Japanese, Chinese, Malay, Koepangers, Filipino and Europeans flocked to Broome from the late 1800’s to be a part of the growing Pearling industry. This unique multicultural population of pearl industry workers joined with the local Aboriginal people and Europeans to work on up to 400 Pearling Luggers that sailed out of Broome. This influence on architecture and local cultures contributed to the spirit that is still present in the exotic town of Broome today, which is celebrated by the annual Shinju Matsuri festival.
Running annually since 1970, Shinju Matsuri is one of Australia’s longest running festivals. Project3 was contracted for a four-year term in June 2015 to begin working on taking this regionally significant festival to 2020, the fiftieth running of the festival.
Project3 was appointed because of our wealth of experience in developing regional events with a view to increasing community engagement, tourism and delivering an integrated digital communications plan.
The 2017 Shinju Matsuri, contributed $4.6 million to the Kimberley economy, more than any other regional event in the region, according to a Regional Impact Evaluation conducted by Metrix Consulting.
Visitors to the festival spent an average of 13.7 nights exploring the Kimberly Region, with an incredible 92 percent satisfied or very satisfied with their experience.

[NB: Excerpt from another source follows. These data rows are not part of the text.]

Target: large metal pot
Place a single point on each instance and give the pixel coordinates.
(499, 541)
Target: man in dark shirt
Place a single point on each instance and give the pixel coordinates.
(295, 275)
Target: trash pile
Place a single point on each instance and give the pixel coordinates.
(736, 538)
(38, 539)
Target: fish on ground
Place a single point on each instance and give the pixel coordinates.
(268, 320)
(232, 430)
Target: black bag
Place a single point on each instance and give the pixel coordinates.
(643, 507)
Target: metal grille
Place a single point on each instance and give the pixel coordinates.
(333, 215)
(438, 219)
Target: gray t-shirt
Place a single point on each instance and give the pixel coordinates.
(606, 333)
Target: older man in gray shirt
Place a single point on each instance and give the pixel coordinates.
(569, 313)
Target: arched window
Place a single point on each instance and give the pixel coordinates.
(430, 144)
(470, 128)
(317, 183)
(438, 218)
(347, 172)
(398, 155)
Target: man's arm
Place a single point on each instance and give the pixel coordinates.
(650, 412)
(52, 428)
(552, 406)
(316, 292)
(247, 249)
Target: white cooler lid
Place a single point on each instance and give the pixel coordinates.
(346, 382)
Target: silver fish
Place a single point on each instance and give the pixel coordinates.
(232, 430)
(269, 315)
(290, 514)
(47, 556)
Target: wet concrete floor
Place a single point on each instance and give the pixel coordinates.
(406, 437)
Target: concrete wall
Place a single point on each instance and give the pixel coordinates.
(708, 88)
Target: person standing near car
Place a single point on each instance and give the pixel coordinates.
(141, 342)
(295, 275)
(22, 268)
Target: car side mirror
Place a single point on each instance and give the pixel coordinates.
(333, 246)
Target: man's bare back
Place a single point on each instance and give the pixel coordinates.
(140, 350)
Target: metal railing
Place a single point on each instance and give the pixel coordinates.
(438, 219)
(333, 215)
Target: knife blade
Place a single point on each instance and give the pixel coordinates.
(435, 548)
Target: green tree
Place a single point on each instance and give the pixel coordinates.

Satisfaction for the Festival itself was also very high, with 84 percent of survey respondents happy with both the quality of events on offer and the promotional information available.
Shinju Matsuri President, Chris Maher, says these results are a testament to the strong community ties of the Festival, which started as a culmination of Japanese, Malaysian and Chinese cultural festivals over 46 years ago and has evolved to include the Indigenous and broader communities.